Landgericht Oldenburg
Urt. v. 10.11.1992, Az.: 1 S 245/92
Erstattung von erforderlichen Abschleppkosten aufgrund eines Kaskoversicherungsvertrages bei Totalbeschädigung des Fahrzeugs; Erstattungsfähigkeit von Bergungskosten bei Totalschaden ; Erstrecken des Versicherungsschutzes auf die Bergungskosten
Bibliographie
- Gericht
- LG Oldenburg
- Datum
- 10.11.1992
- Aktenzeichen
- 1 S 245/92
- Entscheidungsform
- Urteil
- Referenz
- WKRS 1992, 21764
- Entscheidungsname
- [keine Angabe]
- ECLI
- ECLI:DE:LGOLDBG:1992:1110.1S245.92.0A
Verfahrensgang
- vorgehend
- AG Wilhelmshaven - 18.02.1992 - AZ: 7 C 700/91 (2139)
Rechtsgrundlagen
- § 13 Abs. 2b AKB
- § 13 Abs. 3b AKB
- § 62 VVG
- § 63 VVG
Fundstellen
- DAR 1993, 355-356 (Volltext mit amtl. LS)

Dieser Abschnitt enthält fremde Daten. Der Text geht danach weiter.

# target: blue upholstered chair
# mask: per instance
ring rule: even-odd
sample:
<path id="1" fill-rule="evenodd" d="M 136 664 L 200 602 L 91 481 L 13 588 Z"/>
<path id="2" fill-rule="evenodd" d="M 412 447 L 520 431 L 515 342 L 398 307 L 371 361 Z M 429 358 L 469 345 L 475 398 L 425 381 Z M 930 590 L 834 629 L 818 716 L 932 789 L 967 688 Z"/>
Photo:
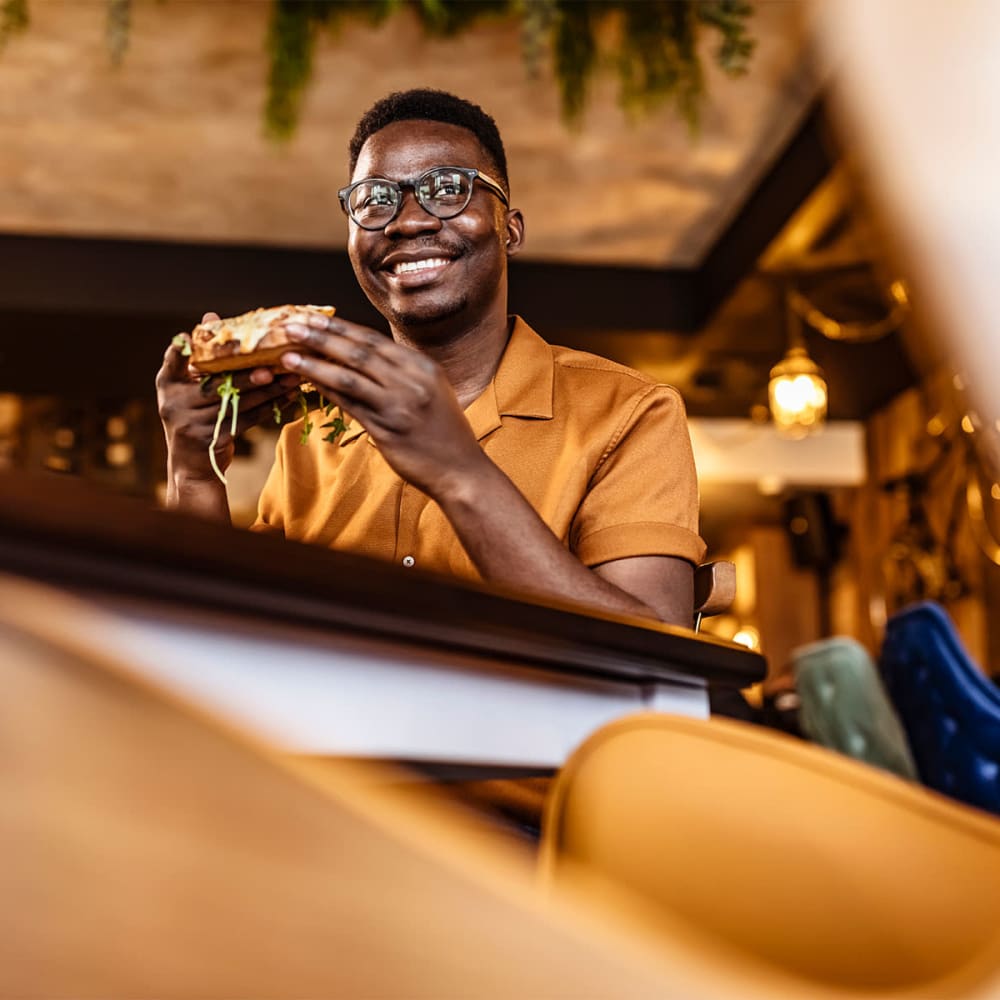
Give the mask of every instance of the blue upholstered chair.
<path id="1" fill-rule="evenodd" d="M 916 781 L 906 735 L 871 655 L 834 635 L 792 650 L 799 726 L 814 743 Z"/>
<path id="2" fill-rule="evenodd" d="M 886 628 L 879 666 L 924 784 L 1000 814 L 1000 689 L 933 601 Z"/>

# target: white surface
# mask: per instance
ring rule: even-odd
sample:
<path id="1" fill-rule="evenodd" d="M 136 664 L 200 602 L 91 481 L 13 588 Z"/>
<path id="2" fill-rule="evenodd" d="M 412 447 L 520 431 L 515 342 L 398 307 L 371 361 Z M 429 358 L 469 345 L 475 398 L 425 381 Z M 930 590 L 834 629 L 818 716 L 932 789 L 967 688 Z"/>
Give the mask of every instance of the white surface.
<path id="1" fill-rule="evenodd" d="M 799 440 L 750 420 L 692 417 L 688 427 L 698 479 L 705 484 L 756 484 L 765 473 L 781 487 L 865 481 L 865 428 L 857 421 L 831 421 Z"/>
<path id="2" fill-rule="evenodd" d="M 100 603 L 119 616 L 115 648 L 138 670 L 298 753 L 554 767 L 628 712 L 708 714 L 691 678 L 577 681 L 499 658 Z"/>

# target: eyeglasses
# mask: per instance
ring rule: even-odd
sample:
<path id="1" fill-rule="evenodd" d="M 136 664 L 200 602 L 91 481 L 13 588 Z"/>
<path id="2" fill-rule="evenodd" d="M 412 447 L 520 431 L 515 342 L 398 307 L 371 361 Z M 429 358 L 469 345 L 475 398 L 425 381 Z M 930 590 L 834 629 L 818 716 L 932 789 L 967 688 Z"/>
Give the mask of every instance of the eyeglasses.
<path id="1" fill-rule="evenodd" d="M 404 181 L 366 177 L 341 188 L 337 196 L 344 211 L 362 229 L 385 229 L 403 207 L 403 188 L 413 188 L 425 212 L 439 219 L 453 219 L 469 207 L 476 180 L 510 207 L 503 188 L 475 167 L 432 167 Z"/>

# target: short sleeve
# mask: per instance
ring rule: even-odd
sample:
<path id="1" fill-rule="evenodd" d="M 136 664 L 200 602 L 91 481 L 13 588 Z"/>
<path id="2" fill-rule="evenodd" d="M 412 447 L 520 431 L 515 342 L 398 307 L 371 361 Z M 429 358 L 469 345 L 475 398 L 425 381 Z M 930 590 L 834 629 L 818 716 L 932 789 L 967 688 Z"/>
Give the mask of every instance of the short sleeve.
<path id="1" fill-rule="evenodd" d="M 587 566 L 631 556 L 704 558 L 694 453 L 676 389 L 648 386 L 627 410 L 577 510 L 570 545 Z"/>

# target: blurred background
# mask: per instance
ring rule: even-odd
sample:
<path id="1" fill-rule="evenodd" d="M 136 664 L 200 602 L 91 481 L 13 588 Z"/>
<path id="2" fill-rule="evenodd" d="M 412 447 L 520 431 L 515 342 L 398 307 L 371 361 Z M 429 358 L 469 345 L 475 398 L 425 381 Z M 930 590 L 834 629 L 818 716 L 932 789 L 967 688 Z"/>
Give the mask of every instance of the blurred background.
<path id="1" fill-rule="evenodd" d="M 155 500 L 153 379 L 177 331 L 283 302 L 380 325 L 345 252 L 347 143 L 387 92 L 441 87 L 505 140 L 527 221 L 512 309 L 686 400 L 702 533 L 738 573 L 706 629 L 760 648 L 780 687 L 793 648 L 875 650 L 887 615 L 932 598 L 989 671 L 998 428 L 914 320 L 921 289 L 830 110 L 815 7 L 434 20 L 456 6 L 0 0 L 0 467 Z M 626 43 L 657 31 L 674 66 L 633 61 L 623 96 Z M 240 447 L 240 523 L 272 448 Z"/>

- MDR 1993, 29-30 (Volltext mit amtl. LS)
- NJW-RR 1993, 352 (Volltext mit red. LS)
- zfs 1993, 18-19 (Volltext mit red. LS)
In dem Rechtsstreit
hat die 1. Zivilkammer des Landgerichts Oldenburg
auf die mündliche Verhandlung vom 20. Oktober 1992
durch
den Vorsitzenden Richter am Landgericht Wullert sowie
die Richter am Landgericht Maniak und vom Brocke
für Recht erkannt:
Tenor:
Auf die Berufung der Klägerin wird das am 18. Februar 1992 verkündete Urteil des Amtsgerichts Wilhelmshaven abgeändert. Die Beklagte wird verurteilt, an die Klägerin 2.055,38 DM zu zahlen.
Die Beklagte trägt die Kosten des Rechtsstreits.
Entscheidungsgründe
Von der Darstellung des Tatbestandes wird gemäß § 543 Abs. 1 ZPO abgesehen. Die zulässige Berufung der Klägerin führt zur Abänderung des angefochtenen Urteils. Die Beklagte ist aufgrund des Kaskoversicherungsvertrages verpflichtet, dem Kläger die Abschleppkosten, die zur Bergung des Lkw erforderlich waren, zu erstatten.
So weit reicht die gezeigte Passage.